The third view is that of an analytics organization. I have had a chance to work through the inception and expansion phases of third party analytics teams, but as part of a large consulting firm, I have also had a chance to see several analytics organizations embedded within Fortune 500 firms. The differences in quality, quantity, application and perception are stark across these organizations. Take for instance, a Capital One, which is renowned as an Analytical Competitor. So is P&G. Take HUL on the other hand. Or Citibank. Heavy users of analytics as a support function which drives several important decisions, but the firm does not use analytics as a primary skill. Take a Coca Cola, Pepsi, Kraft Foods, Nestle and so on – the variety of analytics and the application is also significantly different across these organizations. Take all the payments companies such as Visa, MasterCard, PayPal, etc. and despite heavy and decentralized analytics team that support all aspects of business, analytics comes in as a secondary in more cases and primary in a few. Take manufacturing companies which might have adopted several inventory management principles and techniques eons back, but when you delve deeper, you realize that there is something amiss in the quality and application of analytics. And finally, when you take third party organizations, and reflect the first industry view on top of the organization, while the business of analytics is at the core of these organizations, their own perceptions of where analytics fits in their clients’ organizations is a major factor in the way they hire, train, and develop their people.
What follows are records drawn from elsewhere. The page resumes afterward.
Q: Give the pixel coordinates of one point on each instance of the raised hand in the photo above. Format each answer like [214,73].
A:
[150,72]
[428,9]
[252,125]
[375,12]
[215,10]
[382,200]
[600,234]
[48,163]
Which brings me to the fourth view – the people view. The industry is full of quants (math, econ, statistics, etc.), architects/technology specialists (data architects, modelers, DBAs, etc.), analysts/ engineers/programmers, visualizers (dashboard specialists, designers, etc.). However, the industry view at large defines the kind of people you need in your world view of analytics being brought to reality.
I have often felt that this difference exists because the organizations differ in where their key decision makers are placed on the quad. Likewise, our ability to build the type of team we want to is a function of where we want to place our team, and this vision being aligned with the vision of the organization.